The most serious problem in Africa right now is leadership. It affects the lives of the majority of Africans from the cradle to the grave. For the majority, the last elections were based on good governance, honest politics, accountable leadership and addressing inefficiency, including red tape and corruption in public office, and this was what Dr John Magufuli championed.
People could see and visualise a real opportunity and the prospect of dealing with deep-rooted impunity and political chicanery in Tanzania. The public looks up to their leaders to rescue them from the anarchy and the rottenness of its society. But most of the messiahs have ended up delivering hell. All they do is engage in schemes to self-perpetuate and self-preserve and let bad governance, ineptitude and the canker of corruption continue to fester.
Wishful thinking is the adoption of beliefs and making decisions according to what might be pleasing to imagine instead of through appeal by evidence, rationality or reality. It is a product of resolving conflicts between belief and desire.

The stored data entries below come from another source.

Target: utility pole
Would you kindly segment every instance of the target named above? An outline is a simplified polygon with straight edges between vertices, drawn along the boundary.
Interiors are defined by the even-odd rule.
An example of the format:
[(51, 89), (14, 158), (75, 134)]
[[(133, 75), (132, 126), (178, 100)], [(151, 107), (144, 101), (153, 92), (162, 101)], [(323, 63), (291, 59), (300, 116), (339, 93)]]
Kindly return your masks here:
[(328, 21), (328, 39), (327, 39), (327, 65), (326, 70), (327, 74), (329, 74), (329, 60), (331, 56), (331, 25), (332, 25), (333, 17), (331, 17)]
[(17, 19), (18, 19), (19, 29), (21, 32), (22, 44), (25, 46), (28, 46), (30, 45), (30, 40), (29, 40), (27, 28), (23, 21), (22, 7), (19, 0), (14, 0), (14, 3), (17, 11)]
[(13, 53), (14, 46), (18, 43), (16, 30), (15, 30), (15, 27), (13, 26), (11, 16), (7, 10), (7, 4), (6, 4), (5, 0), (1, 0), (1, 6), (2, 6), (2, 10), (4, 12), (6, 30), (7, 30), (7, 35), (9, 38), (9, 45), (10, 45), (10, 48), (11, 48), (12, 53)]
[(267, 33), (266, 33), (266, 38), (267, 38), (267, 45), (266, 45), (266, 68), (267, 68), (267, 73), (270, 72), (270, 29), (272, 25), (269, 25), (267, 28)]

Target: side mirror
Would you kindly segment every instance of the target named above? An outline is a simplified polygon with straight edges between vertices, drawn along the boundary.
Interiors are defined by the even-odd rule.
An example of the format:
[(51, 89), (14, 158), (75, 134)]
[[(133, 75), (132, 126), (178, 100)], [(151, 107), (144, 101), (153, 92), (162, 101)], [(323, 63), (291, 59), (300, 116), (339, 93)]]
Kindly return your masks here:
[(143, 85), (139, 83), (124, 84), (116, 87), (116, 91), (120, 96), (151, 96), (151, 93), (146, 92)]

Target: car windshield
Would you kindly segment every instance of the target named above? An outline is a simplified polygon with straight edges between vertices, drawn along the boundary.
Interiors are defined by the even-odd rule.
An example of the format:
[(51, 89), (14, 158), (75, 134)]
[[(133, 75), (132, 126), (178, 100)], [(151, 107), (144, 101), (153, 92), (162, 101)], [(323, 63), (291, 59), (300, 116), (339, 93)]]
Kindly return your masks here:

How will Tanzania be in the year 2050, in terms of performance, governance, administration and poverty levels? I envisage that all traces of injustice, discrimination and disparity in political, economic and social spheres will vanish, leaving the country free of violent conflicts.
Energy will be a priority with 100 per cent coverage for industrial, domestic and agricultural needs by the mid-21st century. Transportation infrastructure will be transformed, enabling the country to shrink into one connected nation rather than regions that are barely connected.
In this vision, education will be free and compulsory for children for 12 years and no university student will be denied opportunity for lack of means. Free quality healthcare for all will be available and 50 per cent of all commodities produced in the country will be processed here as well.
Intra-regional trade will be at 75 per cent and Tanzania will spend 10 per cent of its GDP on science, technology and innovation by 2040 and our institutes for democracy, good governance and sustainable development will be so popular that they will be an example for the rest of the world.
The country will be a haven for investment, employment generation and wealth creation by 2040. There will be quotas for Europeans, Asians and Americans seeking employment here. All arable land in Tanzania will be cultivated, save for what will be reserved for environmental protection. By 2050, food shortages or famine will be history in Tanzania, which will also be ready and able to lend a helping hand in global emergencies.
The worst-case scenario for Tanzania in 2050 is more of the same Tanzania of 2015. However, a more realistic prospect lies somewhere between that and my utopia.
It will be quality of leadership that will manage the internal and external pressures that will impose themselves on us. Even if the best does not happen, we can prevent the worst.
Hopefully, my utopia has given some clues about what should be the future election manifesto. So until 2025, the Opposition has adequate time to prepare or mess up again by settling for a reject from the ruling party.